Линн продолжала недоверчиво рассматривать набросок.

— И кстати, медальон… — задумчиво протянула она, — на ней твой медальон.

Рука Лиззи непроизвольно дернулась к шее, пальцы сжали холодный круг.

— Это… это уже я дорисовала.

Это было почти правдой, но Элизабет отвела взгляд. Ей было неприятно скрывать что-либо от Линн. К счастью, эта неловкость длилась недолго. Тетя закрыла альбом, просмотрев до конца.

— Может, спустимся и перекусим? — улыбнулась она. — Думаю, после таких плодотворных дней сэндвичи отлично восстановят твои силы.

— Чуть позже, у меня еще куча дел, — улыбнулась Лизз, кивая на стопку учебников на столе.

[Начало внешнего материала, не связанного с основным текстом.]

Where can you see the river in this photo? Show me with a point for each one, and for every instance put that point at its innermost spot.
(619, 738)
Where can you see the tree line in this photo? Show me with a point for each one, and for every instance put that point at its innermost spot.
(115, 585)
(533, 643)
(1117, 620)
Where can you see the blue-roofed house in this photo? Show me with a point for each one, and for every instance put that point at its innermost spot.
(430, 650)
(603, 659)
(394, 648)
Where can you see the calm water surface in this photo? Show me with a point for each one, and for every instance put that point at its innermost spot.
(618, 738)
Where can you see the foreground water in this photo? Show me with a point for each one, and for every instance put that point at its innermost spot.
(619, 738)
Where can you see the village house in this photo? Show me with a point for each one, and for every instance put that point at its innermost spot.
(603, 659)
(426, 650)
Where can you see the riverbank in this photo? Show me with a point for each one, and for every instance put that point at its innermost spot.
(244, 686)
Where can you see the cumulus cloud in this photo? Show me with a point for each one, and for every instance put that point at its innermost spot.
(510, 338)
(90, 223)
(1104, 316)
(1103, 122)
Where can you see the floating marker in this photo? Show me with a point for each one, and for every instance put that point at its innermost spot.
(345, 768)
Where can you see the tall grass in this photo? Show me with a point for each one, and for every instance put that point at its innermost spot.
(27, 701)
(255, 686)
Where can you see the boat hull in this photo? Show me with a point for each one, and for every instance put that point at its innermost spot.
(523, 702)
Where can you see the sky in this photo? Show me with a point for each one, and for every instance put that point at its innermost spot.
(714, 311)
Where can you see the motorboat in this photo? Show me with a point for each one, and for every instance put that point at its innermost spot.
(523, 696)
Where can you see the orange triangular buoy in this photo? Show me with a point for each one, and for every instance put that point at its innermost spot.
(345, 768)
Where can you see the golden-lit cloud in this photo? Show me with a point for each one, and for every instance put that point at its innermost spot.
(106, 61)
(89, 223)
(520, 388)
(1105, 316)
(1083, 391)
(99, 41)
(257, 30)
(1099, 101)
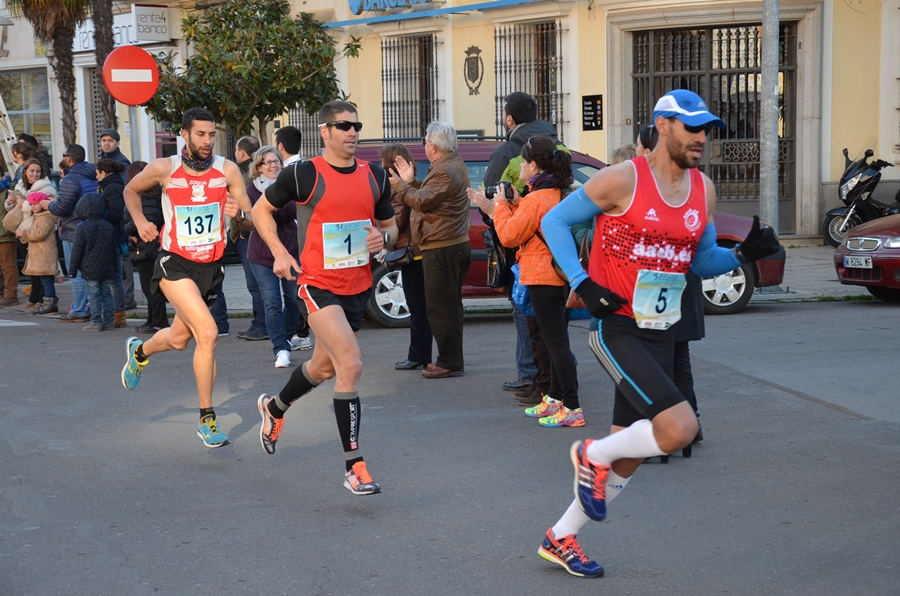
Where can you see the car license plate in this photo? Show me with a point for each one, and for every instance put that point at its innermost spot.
(855, 262)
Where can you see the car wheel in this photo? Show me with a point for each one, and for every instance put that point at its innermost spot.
(832, 224)
(886, 294)
(387, 304)
(730, 292)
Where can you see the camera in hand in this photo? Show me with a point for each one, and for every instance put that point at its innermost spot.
(504, 190)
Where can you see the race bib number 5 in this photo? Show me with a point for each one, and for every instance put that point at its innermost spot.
(344, 244)
(657, 299)
(198, 224)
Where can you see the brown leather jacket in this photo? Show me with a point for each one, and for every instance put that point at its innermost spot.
(440, 207)
(401, 217)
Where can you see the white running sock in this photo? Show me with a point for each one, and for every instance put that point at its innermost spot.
(574, 518)
(636, 441)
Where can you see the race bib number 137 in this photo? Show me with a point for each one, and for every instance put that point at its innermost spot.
(197, 225)
(344, 244)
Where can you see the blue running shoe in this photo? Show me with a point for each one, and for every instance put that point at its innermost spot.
(590, 481)
(210, 434)
(131, 373)
(567, 552)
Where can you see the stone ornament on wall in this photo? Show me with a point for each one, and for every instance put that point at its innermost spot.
(474, 69)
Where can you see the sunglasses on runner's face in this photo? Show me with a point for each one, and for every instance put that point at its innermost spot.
(707, 128)
(344, 125)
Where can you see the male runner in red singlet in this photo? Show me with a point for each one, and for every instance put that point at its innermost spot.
(199, 190)
(654, 221)
(338, 200)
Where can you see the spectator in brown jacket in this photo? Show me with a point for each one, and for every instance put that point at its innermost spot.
(440, 226)
(420, 336)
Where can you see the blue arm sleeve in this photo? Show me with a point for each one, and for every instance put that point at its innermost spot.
(575, 208)
(712, 259)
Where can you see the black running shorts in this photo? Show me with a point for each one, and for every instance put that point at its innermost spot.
(313, 299)
(207, 276)
(639, 361)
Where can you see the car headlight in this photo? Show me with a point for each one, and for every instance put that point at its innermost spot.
(849, 185)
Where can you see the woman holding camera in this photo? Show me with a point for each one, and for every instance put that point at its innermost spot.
(546, 171)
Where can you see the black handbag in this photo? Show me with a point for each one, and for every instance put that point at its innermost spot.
(398, 258)
(498, 275)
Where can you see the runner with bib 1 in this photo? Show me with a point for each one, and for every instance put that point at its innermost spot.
(344, 244)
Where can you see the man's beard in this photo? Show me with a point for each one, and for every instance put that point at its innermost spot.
(195, 152)
(680, 154)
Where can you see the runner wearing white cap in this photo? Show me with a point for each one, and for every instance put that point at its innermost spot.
(654, 221)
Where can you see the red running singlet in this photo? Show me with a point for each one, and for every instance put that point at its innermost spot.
(194, 212)
(650, 236)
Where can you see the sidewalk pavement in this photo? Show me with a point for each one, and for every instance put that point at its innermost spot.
(809, 275)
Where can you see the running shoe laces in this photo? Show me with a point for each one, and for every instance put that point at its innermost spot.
(271, 426)
(571, 548)
(547, 407)
(360, 482)
(590, 481)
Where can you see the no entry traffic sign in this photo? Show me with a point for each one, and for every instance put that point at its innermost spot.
(130, 75)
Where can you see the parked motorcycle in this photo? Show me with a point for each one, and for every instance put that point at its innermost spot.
(859, 179)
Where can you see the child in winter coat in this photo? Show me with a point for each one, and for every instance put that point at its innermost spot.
(94, 254)
(42, 260)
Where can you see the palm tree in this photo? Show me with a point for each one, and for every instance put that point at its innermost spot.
(101, 13)
(54, 23)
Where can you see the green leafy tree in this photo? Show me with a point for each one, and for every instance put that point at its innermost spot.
(54, 23)
(250, 60)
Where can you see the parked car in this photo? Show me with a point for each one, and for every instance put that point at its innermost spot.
(870, 257)
(725, 294)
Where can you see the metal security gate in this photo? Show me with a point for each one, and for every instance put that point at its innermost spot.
(310, 140)
(96, 123)
(409, 78)
(529, 58)
(722, 65)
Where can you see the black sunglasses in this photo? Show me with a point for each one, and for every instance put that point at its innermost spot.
(707, 128)
(344, 125)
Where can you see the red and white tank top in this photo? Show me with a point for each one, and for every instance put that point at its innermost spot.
(643, 253)
(334, 255)
(194, 212)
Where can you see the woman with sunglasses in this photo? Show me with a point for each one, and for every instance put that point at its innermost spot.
(279, 302)
(546, 171)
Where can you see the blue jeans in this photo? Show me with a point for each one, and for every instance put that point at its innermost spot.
(219, 312)
(79, 306)
(525, 367)
(100, 293)
(279, 299)
(118, 286)
(49, 286)
(258, 323)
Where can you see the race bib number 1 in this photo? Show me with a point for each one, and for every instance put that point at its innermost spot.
(197, 225)
(344, 244)
(657, 299)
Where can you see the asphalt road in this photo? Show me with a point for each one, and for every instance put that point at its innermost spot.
(794, 491)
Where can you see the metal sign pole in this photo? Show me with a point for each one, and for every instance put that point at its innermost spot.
(135, 134)
(768, 117)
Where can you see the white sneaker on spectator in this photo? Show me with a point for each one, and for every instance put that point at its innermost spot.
(300, 343)
(283, 359)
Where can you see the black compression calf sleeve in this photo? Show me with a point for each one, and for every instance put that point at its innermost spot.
(347, 413)
(297, 386)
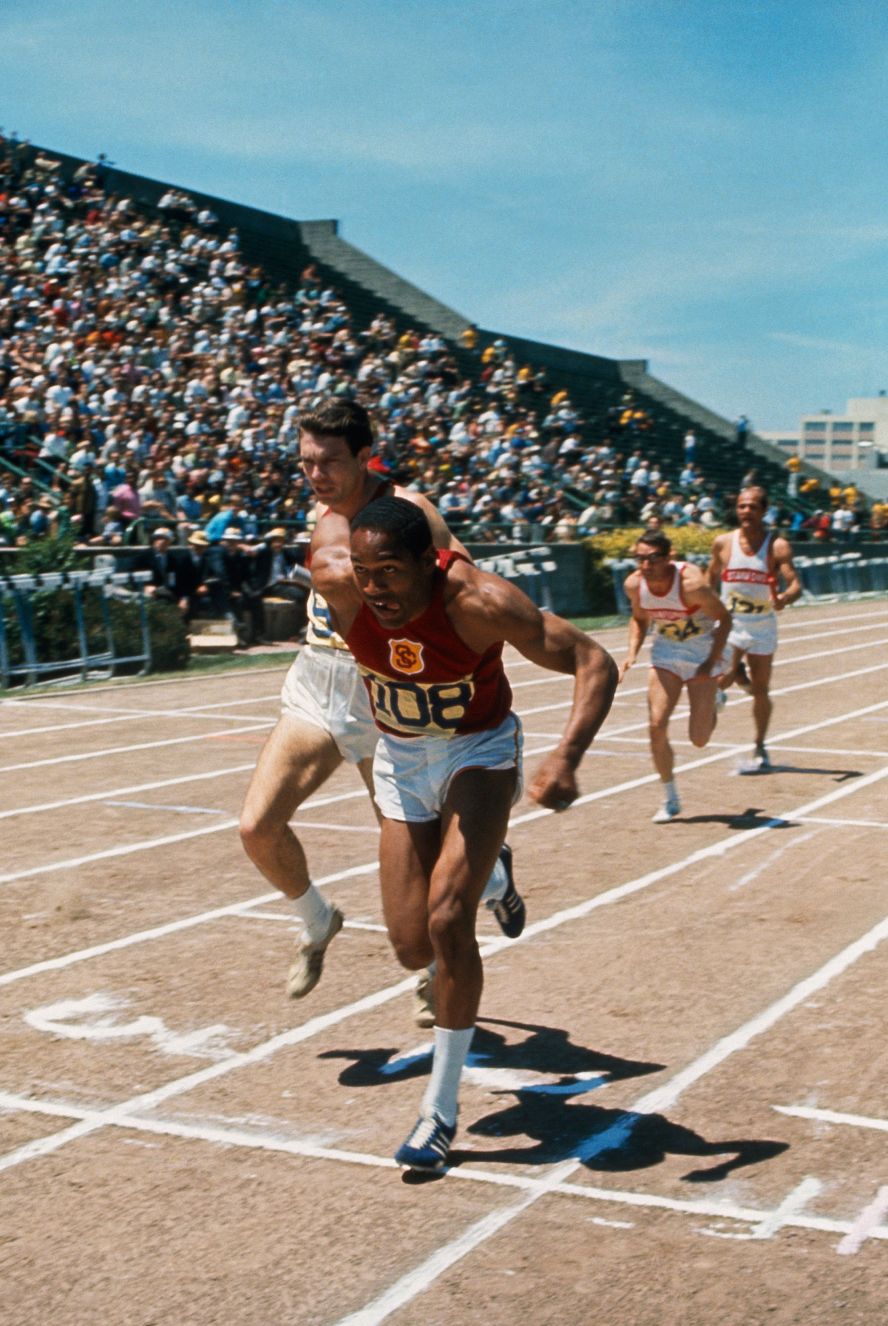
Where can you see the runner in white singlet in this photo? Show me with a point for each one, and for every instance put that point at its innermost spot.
(325, 714)
(691, 627)
(752, 564)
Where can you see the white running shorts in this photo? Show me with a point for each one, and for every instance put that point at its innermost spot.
(324, 688)
(412, 775)
(684, 657)
(754, 634)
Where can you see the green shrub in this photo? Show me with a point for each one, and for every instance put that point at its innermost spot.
(55, 627)
(687, 539)
(599, 582)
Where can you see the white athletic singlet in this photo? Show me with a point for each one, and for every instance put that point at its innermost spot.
(746, 582)
(320, 627)
(671, 615)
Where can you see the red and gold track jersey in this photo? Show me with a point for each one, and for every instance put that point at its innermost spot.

— Хорошо, — поднялась Линн, направившись к двери. Но Лизз окликнула ее на пороге.

— Линн…

— Да?

— Не говори маме пока про… — она обвела взглядом разрисованную комнату, — боюсь, она не переживет.

Линн подняла правую руку:

— Торжественно клянусь, что пока она ничего не узнает, а позже я с ней поговорю.

— Спасибо! — уже вдогонку поблагодарила Лизз.

Когда дверь закрылась, она уселась на место Линн в кресло и взяла конверт, оставленный тетей на столе.

Письмо было от Бена — очень короткое, всего пару строк.

Он напоминал, что завтра они наметили поход в Годрикову Лощину и он заедет за ней сутра. Элизабет невольно улыбнулась.

Честно говоря, она не ожидала, что Бен выкажет такое рвение поехать с ней. Она представила, как они проведут целый день вместе, и внутри начало подниматься какое–то странное радостное волнение. Еще месяц назад они были лишь сокурсниками и не выбирались никуда вместе — даже в Хогсмид. Они ни разу не были надолго вдвоем, а тут проведут весь день! Надо будет о чем-то говорить. Заполнить этот день совместными интересами. Прогулкой по Годриковой Лощине. И мысли эти ее немного пугали тем, что вызывали в ней только радость.